Correspondence from the Department of Public Expenditure and Reform makes for extraordinary reading. The trenchant criticism of leading civil servants of the cost benefit analysis is very serious. There is also the most extraordinary revelation that there had been a €1 billion overestimate of the costs arising for the operation of the network, as well as a €1 billion overestimate of the benefits flowing from the contract. This only emerged in the past three months as a result of a PwC audit. This fact alone should surely have given cause for thought.

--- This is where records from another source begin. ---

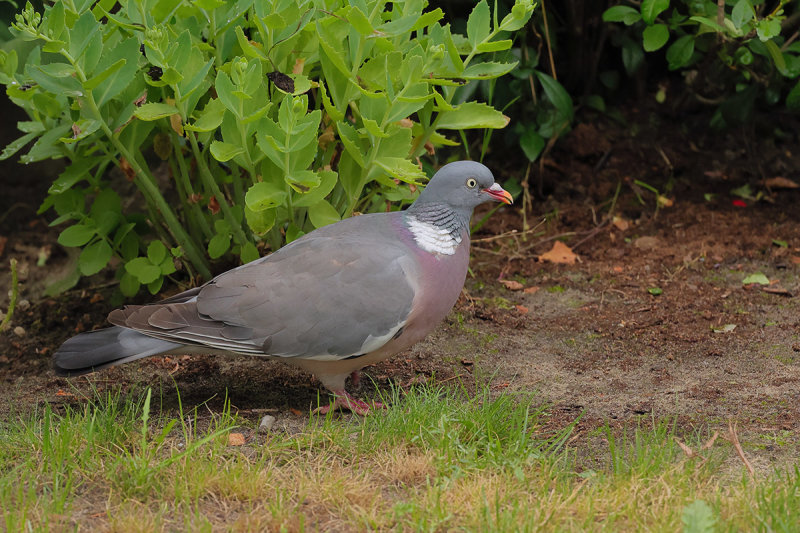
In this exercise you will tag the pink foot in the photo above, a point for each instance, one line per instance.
(343, 400)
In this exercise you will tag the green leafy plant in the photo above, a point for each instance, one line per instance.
(238, 123)
(735, 50)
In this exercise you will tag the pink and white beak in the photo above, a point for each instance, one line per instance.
(499, 194)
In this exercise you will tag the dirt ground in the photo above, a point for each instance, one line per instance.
(590, 338)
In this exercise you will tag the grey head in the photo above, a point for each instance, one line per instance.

At the end of the day, I have to say people living in rural Ireland have waited long enough for the project to begin. There are towns and villages throughout the west, in particular, that are crying out for it. During our debate a number of months ago on the regulation of gambling I mentioned that the one business that seemed to be thriving in every town was the local betting shop. It is high time to do everything we possibly can to make sure other businesses with a greater social utility will have every opportunity to thrive also. Broadband forms part of it. While I accept that we cannot delay, we could certainly have delayed until after the elections to make the announcement.

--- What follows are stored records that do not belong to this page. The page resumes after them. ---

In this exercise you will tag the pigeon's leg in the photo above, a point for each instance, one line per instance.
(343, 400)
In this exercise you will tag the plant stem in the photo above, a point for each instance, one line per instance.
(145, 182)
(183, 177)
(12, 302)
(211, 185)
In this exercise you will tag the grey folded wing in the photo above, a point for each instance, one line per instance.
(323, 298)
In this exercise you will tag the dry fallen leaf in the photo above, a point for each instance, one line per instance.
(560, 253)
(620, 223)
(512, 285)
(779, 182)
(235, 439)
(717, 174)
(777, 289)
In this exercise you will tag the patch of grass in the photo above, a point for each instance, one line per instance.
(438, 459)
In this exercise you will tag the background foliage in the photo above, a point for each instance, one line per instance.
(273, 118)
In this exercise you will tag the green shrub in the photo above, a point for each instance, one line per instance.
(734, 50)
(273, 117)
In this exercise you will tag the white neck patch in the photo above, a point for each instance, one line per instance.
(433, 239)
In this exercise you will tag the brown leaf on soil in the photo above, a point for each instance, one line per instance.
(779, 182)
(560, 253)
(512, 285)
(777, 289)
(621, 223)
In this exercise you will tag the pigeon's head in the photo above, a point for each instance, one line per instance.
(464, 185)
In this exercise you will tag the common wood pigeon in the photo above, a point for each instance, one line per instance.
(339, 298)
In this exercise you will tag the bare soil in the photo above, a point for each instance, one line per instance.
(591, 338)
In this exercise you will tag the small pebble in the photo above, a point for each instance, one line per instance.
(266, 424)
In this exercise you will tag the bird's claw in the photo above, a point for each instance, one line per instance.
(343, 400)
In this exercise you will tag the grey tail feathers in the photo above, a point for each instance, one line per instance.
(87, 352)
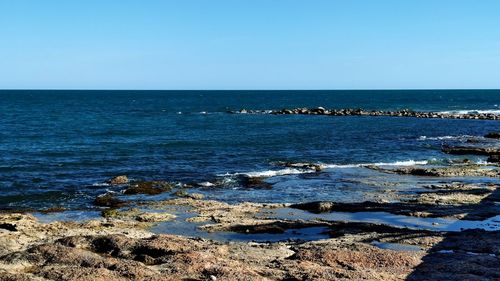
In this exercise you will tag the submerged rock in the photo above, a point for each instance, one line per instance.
(493, 135)
(494, 158)
(463, 150)
(108, 200)
(254, 182)
(453, 171)
(148, 187)
(118, 180)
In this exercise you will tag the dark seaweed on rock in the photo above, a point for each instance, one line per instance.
(149, 188)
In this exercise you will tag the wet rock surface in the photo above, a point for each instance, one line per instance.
(362, 112)
(451, 171)
(124, 250)
(464, 150)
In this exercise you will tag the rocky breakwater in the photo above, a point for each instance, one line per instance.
(363, 112)
(492, 151)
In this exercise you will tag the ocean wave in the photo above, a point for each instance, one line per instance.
(272, 173)
(472, 111)
(397, 163)
(101, 184)
(296, 171)
(461, 137)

I am gravely worried that we will be sitting here in 20 years's time regretting implementing the plan, as it stands. It is now widely accepted that we would not be where we are on the broadband issue if a previous Government had not made the disastrous decision to privatise Telecom Éireann in 1999. I have spoken several times about the disaster that is the handling of the national children's hospital project, a decision that will perhaps cost the State more than €2 billion and may end up costing children's lives. A large number of experts believe it is simply located in the wrong place and that it is not just a matter of money. I hope we will not end up ruing the decision to proceed with this project as planned and that we can finally deliver to people living in the west and elsewhere in rural Ireland the connectivity they badly need. I do not believe history will be kind to the Government for the way it has handled this issue.